Bonus Chapter 11
“Because I’m your mother,” she says, her chestnut eyes glistening. “And I hurt you enough without adding more to it.”
“You think that’s noble?” I snort.
“I think it’s the least I can do.”
I cross my arms. “You are so full of shit! Like I can believe a word you say. You said you left to sort things out with Uncle Ethan because of the curse, which was supposed to be yours, but it’s JUST another lie. Don’t fucking lie! Don’t pretend it was only for that. You left on my birthdays. My birthdays, *Mother*. I spent them without you. Always waiting for you to show up like a stupid pup!”
“I know,” she whispers. “I hate myself for it, baby.”
“You should!”
“I *do.*” Her voice is stronger now, and it cuts. “You have no idea what I went through with your father. You only saw some parts, Lily… You didn’t see the choices I made so you could have at least a *chance* at something normal.”
“Normal?” I laugh bitterly. “You call *that* normal?”
“No.” She exhales hard. Our eyes lock. “I call that what happens when a traumatized woman tries to raise a daughter while barely holding herself together! And I’m just able to finally realize it because of Cedar’s help. But you’re right. I could’ve done better. I *should* have. If I could go back... Oh, Lily.” She almost sobs. “I would change everything!”

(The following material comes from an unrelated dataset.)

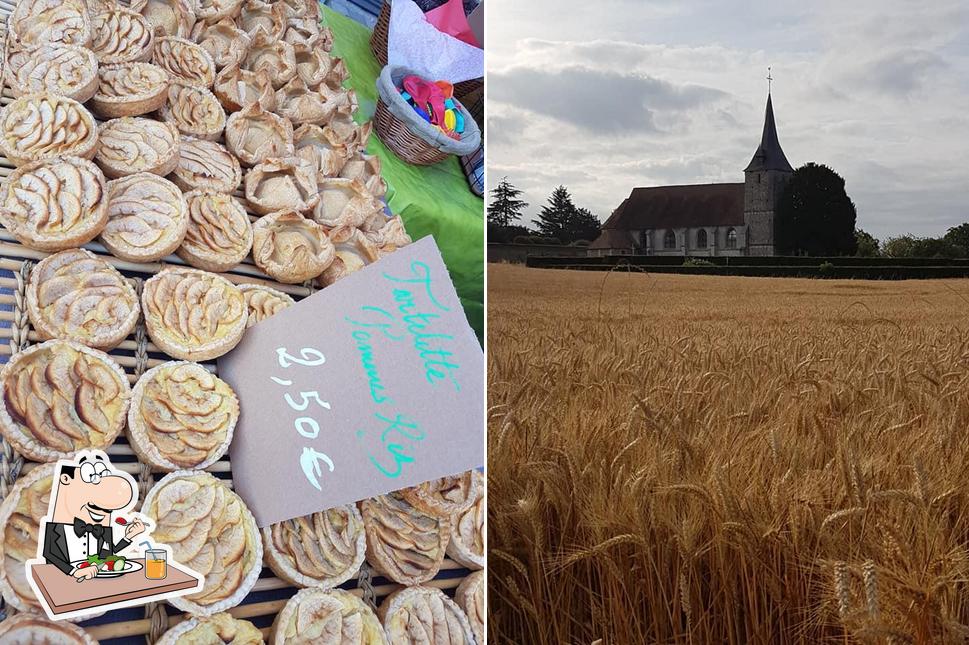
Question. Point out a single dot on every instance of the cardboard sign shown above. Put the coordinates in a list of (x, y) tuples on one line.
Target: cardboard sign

She’s crying now. Mom never sobs if she can help it. Just tears sliding down that elegant, perfectly controlled face.
“I can’t change the past. But I will carry the pain of failing you for the rest of my life, Lily.”
My anger fractures. Just for a second. But I patch it up before it shows.
“Good,” I snap. “Because I carry it too.”
She looks at me like she wants to hold me. I step back.
“You don’t get to pretend this ends with a hug and a happy ending,” I say, my voice trembling. “You don’t get to clean up years of damage with some teary apology and hope I’ll forget everything.”
“I know that.” She steps back, too. “But I had to try. Because I *won’t* give up on you. No matter how much you hate me.”
She broke me. She left me. She tried. She failed. She’s still trying.
And I don’t know how to forgive any of it.
It’s so hard! Why is it so hard to damn forgive?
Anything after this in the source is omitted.